Enseigne Police 2

Un commissariat au bord de la crise de nerfs. Dans le Jura, les 20 000 habitants de la circonscription de sécurité publique de Lons-le-Saunier, la préfecture, doivent désormais se passer de brigade anticriminalité à partir de 2 heures du matin, en semaine, ainsi que le week-end. La faute à des effectifs policiers très nettement insuffisants.

C’est notamment la députée locale qui l’affirme et l’écrit. Le 18 avril, selon un courrier que nous avons pu nous procurer, Danielle Brulebois alertait le ministre de l’Intérieur de cet état de fait. L’élue ne peut être soupçonnée d’en faire un combat politique. Un temps vice-présidente de l’Assemblée nationale, elle fait partie du groupe La République en marche. « Les moyens humains opérationnels du commissariat apparaissent sous-dimensionnés, prévient-elle. Des éléments concrets font état de dysfonctionnements pouvant porter atteinte à la sécurité des policiers en intervention, mais aussi à celle de nos concitoyens du fait du manque d’effectifs sur le terrain. »

Les candidats ne manquent pas

« Tout le monde le sait et personne ne fait rien, dénonce en écho Nicolas Combet, délégué départemental du syndicat Alliance police nationale, lui-même brigadier à la BAC de Lons-le-Saunier.
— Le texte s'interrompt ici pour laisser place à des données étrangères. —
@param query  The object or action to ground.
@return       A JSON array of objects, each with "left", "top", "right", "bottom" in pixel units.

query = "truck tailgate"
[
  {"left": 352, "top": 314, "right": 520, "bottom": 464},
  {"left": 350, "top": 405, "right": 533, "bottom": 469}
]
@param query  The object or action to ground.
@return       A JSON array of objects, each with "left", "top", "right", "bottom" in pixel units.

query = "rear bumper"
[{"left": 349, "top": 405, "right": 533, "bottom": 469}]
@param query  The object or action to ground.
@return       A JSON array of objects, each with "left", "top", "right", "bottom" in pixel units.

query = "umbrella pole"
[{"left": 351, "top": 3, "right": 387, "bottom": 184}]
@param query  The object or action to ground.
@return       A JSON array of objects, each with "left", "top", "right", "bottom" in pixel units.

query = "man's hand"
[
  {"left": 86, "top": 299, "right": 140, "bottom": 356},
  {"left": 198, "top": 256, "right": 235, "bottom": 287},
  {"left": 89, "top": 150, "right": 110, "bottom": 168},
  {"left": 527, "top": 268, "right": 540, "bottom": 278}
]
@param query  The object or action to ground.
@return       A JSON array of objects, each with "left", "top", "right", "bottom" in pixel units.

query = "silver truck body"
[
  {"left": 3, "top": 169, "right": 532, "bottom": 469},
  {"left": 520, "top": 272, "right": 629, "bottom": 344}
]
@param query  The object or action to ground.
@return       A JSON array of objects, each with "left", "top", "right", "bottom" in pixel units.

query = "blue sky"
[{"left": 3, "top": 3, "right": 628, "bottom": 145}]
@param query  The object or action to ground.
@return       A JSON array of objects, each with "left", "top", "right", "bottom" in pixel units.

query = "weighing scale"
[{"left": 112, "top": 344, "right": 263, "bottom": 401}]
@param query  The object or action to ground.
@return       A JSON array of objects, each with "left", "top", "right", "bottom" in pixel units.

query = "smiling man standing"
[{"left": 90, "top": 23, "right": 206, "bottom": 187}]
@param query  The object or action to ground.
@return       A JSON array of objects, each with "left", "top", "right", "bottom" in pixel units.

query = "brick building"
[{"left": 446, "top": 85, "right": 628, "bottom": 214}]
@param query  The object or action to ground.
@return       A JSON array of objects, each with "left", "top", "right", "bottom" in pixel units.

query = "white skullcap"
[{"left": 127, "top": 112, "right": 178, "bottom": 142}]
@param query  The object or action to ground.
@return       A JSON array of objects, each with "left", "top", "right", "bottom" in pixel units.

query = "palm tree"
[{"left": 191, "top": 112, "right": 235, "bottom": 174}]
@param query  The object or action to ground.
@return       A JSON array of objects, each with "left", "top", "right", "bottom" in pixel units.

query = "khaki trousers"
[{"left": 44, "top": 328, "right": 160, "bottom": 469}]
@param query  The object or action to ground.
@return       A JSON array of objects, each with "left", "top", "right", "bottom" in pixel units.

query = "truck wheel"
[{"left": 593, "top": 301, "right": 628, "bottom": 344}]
Le préfet a écrit, le directeur départemental de la sécurité publique a écrit, la Direction centrale de la sécurité publique nous dit qu’elle nous comprend, mais rien ne se passe… »

La faute, en partie, à des recrutements policiers insuffisants ces derniers temps au niveau national. En conséquence, rien ne dit que la prochaine commission administrative paritaire (CAPN), qui avalise l’ensemble des mouvements de mutation, ne sera clémente avec le Jura. C’est même l’inverse. Cette CAPN se tiendra tout début juillet mais des arbitrages ont déjà été rendus.

Selon nos informations, alors que Gérard Collomb promettait dans sa réponse à Danielle Brulebois un examen attentif de sa demande, aucun poste n’est prévu à Lons-le-Saunier, quand la députée en réclamait dix, et ce alors même que les candidatures ne manquent pas. « Ça va être difficile de tenir, anticipe Nicolas Combet. Car plusieurs départs du commissariat sont par ailleurs prévus dans le courant de l’année 2018, et cela signifie qu’ils ne seront pas remplacés avant au mieux l’année prochaine. »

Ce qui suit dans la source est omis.